# Used Power Supply for Series 3 TiVo DVR (TCD648250B) - Needs Repair



## AVSman (Mar 17, 2006)

I have a used power supply for a Series 3 TiVo DVR (TCD648250B) for sale. The TiVo part # is SPWR-00008-000 RevA1. It has (at least) three capacitors that are bulging and that will need to be replaced. This power supply was causing audio/video recording issues in my TiVo (after I replaced it with a new power supply, the issues were resolved). I thought someone who knows about soldering might want to repair this and get it working correctly again.

I'm open to any reasonable offer and willing to ship it (just send a PM). Or, I am in the Seattle area if someone wants to meet locally.

Thanks!


----------



## AVSman (Mar 17, 2006)

Please don't make me list this on eBay...


----------



## unitron (Apr 28, 2006)

AVSman said:


> Please don't make me list this on eBay...


You could try putting it on Craigslist.

Wording something to the effect

"If you're handy with a soldering iron, here's a chance to save big!"

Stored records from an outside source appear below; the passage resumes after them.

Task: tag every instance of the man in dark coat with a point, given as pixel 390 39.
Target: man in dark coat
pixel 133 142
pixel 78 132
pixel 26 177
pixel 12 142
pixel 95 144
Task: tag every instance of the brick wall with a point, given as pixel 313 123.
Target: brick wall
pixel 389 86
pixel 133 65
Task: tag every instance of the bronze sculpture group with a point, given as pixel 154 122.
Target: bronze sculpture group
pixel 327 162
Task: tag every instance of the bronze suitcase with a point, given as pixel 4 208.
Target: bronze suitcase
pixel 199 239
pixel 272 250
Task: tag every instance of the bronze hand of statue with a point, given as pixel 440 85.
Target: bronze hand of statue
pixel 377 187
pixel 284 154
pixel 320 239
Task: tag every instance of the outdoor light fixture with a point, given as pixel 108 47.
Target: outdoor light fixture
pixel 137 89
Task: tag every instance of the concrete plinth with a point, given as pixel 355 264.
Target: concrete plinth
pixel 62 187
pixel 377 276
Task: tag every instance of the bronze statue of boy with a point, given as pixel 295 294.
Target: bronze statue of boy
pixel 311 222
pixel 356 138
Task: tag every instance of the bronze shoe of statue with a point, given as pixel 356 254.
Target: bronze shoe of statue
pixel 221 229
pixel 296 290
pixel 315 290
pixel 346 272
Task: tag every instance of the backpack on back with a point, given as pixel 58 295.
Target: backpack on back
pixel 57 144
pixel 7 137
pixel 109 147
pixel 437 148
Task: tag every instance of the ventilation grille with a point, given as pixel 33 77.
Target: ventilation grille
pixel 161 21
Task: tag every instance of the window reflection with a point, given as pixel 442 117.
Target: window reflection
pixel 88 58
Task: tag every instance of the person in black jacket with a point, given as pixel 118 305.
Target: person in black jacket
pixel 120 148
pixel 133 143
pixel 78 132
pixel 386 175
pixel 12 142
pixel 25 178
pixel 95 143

When I see how much a new one is selling for

http://www.weaknees.com/tivo-power-supply.php

I almost wish I needed one myself.


----------



## AVSman (Mar 17, 2006)

unitron said:


> You could try putting it on Craigslist.
> 
> Wording something to the effect
> 
> ...


Good suggestion. I might try again after the holidays, since attempting to repair dying power supplies isn't at the top of most people's to-do lists right now.


----------